Strolling tour investigates outside works of Guilford


May 03, 1993|By JACQUES KELLY

Sherwood Gardens was just beginning to fill up with the annual crowd of tulip fanciers when 20 more visitors led by a man with a portable microphone crossed its fescue-rich lawns.

Those other visitors were taking a three-hour walking tour of Guilford, the well-clipped North Baltimore neighborhood renowned for five-figure bills from house painters and tax assessors.

James F. Waesche, Fenchurch Road resident, writer and local historian, led the tour sponsored by the Baltimore Chapter of the American Institute of Architects and the Maryland Institute College of Art.

The tour is one of several that focus on the Baltimore neighborhoods designed by the legendary Olmsted Brothers, landscape architects who conceived the tree-studded and winding streets of Roland Park, Homeland, Guilford and Dundalk.

As those on the tour walked from Chancery Place to Bedford Square and back, they passed numerous houses overrun with gardeners, landscapers, roofers and painters -- the normal Guilford work force needed to maintain these pre-1929 castles.

"I used to worry about functional obsolescence, that these large houses would become just too big for their own good," said Waesche, standing at the corner of St. Paul Street and St. Martin's Road. "But they haven't. People are installing children's suites, home computer offices and health-workout rooms. Butlers' pantries are being done away with to enlarge kitchens because everybody wants to be a haute-cuisine chef.

"My worries have been put aside," Waesche added, as he pointed to a street of impeccable homes.

Many a real estate salesperson has genuflected in deep reverence of the affluent Guilford community, where stately $300,000 homes are the norm. This very grand neighborhood of slate roofs, butlers' pantries, chauffeurs' apartments, servants' call bells, limestone entrances, and oak parquet floors is also a tour-de-force of mature landscaping and never dull suburban planning.

Waesche took pains to explain how the Olmsted Brothers -- as powerful consultants to the local Roland Park Co. -- dictated an economic pecking order.

The largest lots facing Guilford's largest thoroughfares -- St. Paul Street and Greenway -- were the most costly. The smaller lots were for smaller homes and price tags, and were situated far from the grand streets.

Waesche led the group to Norwood Court, Bretton Place and Chancery Square, gracious pre-World War I housing courts where designers sought to provide more moderately priced housing -- but hardly low cost -- without sacrificing their almighty aesthetic principles.

It was on Chancery Square -- one of these overlooked but very gracious corners of Guilford -- that the first houses rose from what had been a meadow. It was on May 19, 1913, that the public was invited to inspect the results of two years' worth of road construction, sewer work and landscaping. Most of the 336-acre neighborhood would be completed within 25 years.

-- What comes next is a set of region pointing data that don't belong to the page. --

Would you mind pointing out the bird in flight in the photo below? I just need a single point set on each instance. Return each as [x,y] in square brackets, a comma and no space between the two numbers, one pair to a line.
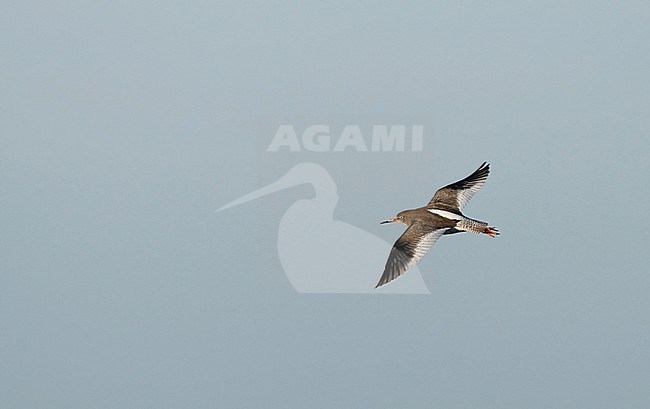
[442,215]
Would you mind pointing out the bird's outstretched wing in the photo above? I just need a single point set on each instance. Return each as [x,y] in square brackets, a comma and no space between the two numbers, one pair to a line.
[408,250]
[456,195]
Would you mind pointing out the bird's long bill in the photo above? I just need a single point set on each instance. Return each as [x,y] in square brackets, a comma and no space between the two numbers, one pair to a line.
[282,183]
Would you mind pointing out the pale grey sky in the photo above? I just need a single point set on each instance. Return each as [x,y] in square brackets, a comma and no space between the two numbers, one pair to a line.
[126,124]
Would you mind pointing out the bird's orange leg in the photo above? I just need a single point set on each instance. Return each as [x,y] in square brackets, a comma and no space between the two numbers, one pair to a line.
[491,231]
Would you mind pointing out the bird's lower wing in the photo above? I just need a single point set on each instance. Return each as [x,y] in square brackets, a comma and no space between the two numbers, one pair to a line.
[408,250]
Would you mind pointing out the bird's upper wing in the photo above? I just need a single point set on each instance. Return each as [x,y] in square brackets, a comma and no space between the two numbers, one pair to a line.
[456,195]
[408,250]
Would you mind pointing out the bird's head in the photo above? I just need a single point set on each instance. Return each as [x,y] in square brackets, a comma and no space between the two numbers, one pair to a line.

This was not so much a pilgrimage through beautiful homes -- in fact, none was visited -- but an event to explain Guilford's landscaping and infrastructure.

The Olmsteds occasionally buried streams -- Sumwalk Run -- in a sewer.

They placed an electric streetcar line on St. Paul Street.

They tucked private parks behind certain homes because Guilford has few back alleys.

Sidewalks had a slightly pebbly surface to aid pedestrian traction.

And every property owner was encouraged to garden.

So much so that Sherwood Gardens -- Stratford Road and Greenway -- remains Guilford's best known public space. Ironically, its emerald lawns and tulip and azalea beds were not expressly conceived by the Olmsteds or the Roland Park Co.

The slight natural depression at Stratford Road and Greenway was once a marshy area and shallow lake. Guilford's creators planned a small community park here, and perhaps a casino pavilion.

But enter John W. Sherwood, the oil burner and gas station magnate. He built his showplace Highfield Road home and bought the adjoining lots.

He created a private greensward that today bears his name. It is maintained by the community association, and has become Baltimore's premiere spring garden.